Chapter 4
He closed his eyes and turned the stone over in his hand, three times.
They were neither ghost, nor truly flesh. They resembled most closely the Riddle that had escaped from the diary so long ago, memory made nearly solid. On each face there was the same loving smile.
Harry looked around at them. Inexplicably, Snape was there, and his eyes were on Harry, not Lily. He looked wary, and weary, and sad.
“I’m sorry,” he offered. Harry, who didn’t think he’d heard that word pass Snape’s lips in life, frowned.
“You were on my side the whole time,” he said. “But you had to keep up appearances. I get it now. Thank you.”
Snape shook his head and opened his mouth, but lapsed into silence at a look from Regulus.
Regulus had Sirius’s easy grace, though he didn’t look nearly as casual as his older brother. Harry stared at him, and lifted his chin in recognition of what Regulus had done in stealing the locket. The apparition nodded silently back.
Lily looked only at her son. “You’ve been so brave,” she said.
“We are… so proud of you.” James looked like he wanted to clap Harry on the shoulder. So did Sirius, who smiled more sadly than Harry had ever seen him do when he was alive.
“I didn’t want you to die,” Harry said. “Any of you. I’m sorry - right after you’d had your son… Remus, I’m sorry -”
“I am sorry too,” said Lupin. “Sorry I will never know him… but he will know why I died and I hope he will understand. I was trying to make a world in which he could live a happier life.”
Harry sighed. He had lived with the same burden; he felt a sudden kinship with the turquoise-haired tot he had seen a picture of only hours ago. He wished he could be the godfather to Teddy that Sirius should have been to him, in a fairer world.
Their presence was his courage. The dead who walked beside him through the Forest were much more real to him now than the living back at the castle: Ron, Hermione, Ginny and all the others were the ones who felt like ghosts as he stumbled towards the end of his life.
Hermione escorted them down to breakfast, bringing with her the news that Ginny had argued with Dean. The drowsing creature in Harry’s chest suddenly raised its head, sniffing the air hopefully.
Harry looked around; there was Ginny running towards him; she had a hard, blazing look in her face as she threw her arms around him. And without thinking, without planning it, without worrying about the fact that fifty people were watching, Harry kissed her.
The golden sunrise leaked through the windows of the common room and lit Ginny’s fiery hair, giving her a blazing halo. Her skin, Harry reflected, was indeed perfect, just as he had said; soft, smooth, freckled. He ran his fingers across her cheek again, and again, and again, until she laughed and took his hand in her own. “Enough,” she told him, lips pulled wide, eyes creased with mirth. She leaned towards him, and her halo vanished as she blocked the sun - blocked the whole window - from view and his vision was filled with her, just her. She kissed him languidly, slowly, like they had all the time in the world together.
“Ginny, listen…” he said very quietly, as the buzz of conversation grew louder around them and people began to get to their feet. “We can’t be together.”

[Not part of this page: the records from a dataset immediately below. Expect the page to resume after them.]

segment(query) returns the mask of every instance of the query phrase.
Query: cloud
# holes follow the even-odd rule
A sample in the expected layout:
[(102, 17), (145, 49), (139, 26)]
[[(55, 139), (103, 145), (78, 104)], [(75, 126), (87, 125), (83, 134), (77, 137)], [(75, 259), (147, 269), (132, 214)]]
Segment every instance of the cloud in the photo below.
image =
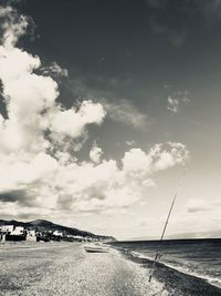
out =
[(49, 67), (42, 68), (44, 75), (69, 76), (69, 71), (61, 68), (56, 62), (52, 62)]
[(57, 175), (63, 192), (61, 207), (81, 212), (105, 212), (127, 207), (146, 196), (155, 185), (154, 175), (176, 165), (183, 165), (188, 152), (180, 143), (157, 144), (148, 153), (130, 149), (122, 159), (101, 163), (70, 164)]
[(94, 143), (93, 147), (90, 151), (90, 159), (94, 162), (94, 163), (99, 163), (102, 155), (103, 155), (103, 151), (101, 147), (98, 147), (96, 145), (96, 143)]
[(183, 104), (188, 104), (190, 102), (188, 91), (181, 92), (172, 92), (167, 99), (167, 110), (172, 113), (178, 113), (180, 106)]
[(118, 101), (103, 100), (103, 105), (107, 111), (107, 116), (115, 122), (130, 125), (135, 129), (144, 129), (147, 124), (147, 115), (139, 112), (134, 104), (126, 100)]
[(40, 58), (15, 47), (25, 31), (27, 18), (11, 8), (0, 11), (6, 22), (0, 45), (7, 110), (7, 116), (0, 116), (3, 215), (41, 213), (57, 217), (70, 211), (126, 208), (144, 198), (157, 172), (186, 163), (188, 151), (181, 143), (160, 143), (149, 152), (130, 149), (120, 162), (105, 160), (94, 143), (91, 161), (80, 161), (76, 151), (87, 140), (90, 124), (101, 125), (109, 114), (116, 122), (141, 127), (146, 115), (126, 100), (102, 103), (87, 99), (65, 109), (57, 101), (57, 83), (41, 74), (44, 65)]
[(117, 93), (113, 91), (117, 86), (128, 83), (130, 83), (128, 78), (104, 79), (88, 75), (73, 80), (70, 88), (76, 98), (94, 99), (99, 102), (112, 121), (134, 129), (144, 129), (149, 123), (147, 114), (138, 110), (128, 99), (118, 98)]

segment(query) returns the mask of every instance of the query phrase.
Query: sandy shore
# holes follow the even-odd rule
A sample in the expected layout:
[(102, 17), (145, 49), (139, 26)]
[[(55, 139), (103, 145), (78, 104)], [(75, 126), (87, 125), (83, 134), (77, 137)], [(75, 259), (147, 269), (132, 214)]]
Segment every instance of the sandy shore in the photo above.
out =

“It’s for some stupid, noble reason, isn’t it? I knew you wouldn’t be happy unless you were hunting Voldemort. Maybe that’s why I like you so much.”
And it was, Harry realised. His few shining weeks with Ginny were golden in his memory, weeks he would cherish forever. But she liked him for his fate; the things that came with his name. She liked him too, that much was clear, but she liked her idea of him.
It didn’t matter. He was going to die. Ginny was the most incredible memory he could hold onto while he made the last part of his journey; not a love as legendary as Snape’s should have been for Lily, if only the world knew of it, but a comfort nonetheless. Something to cherish.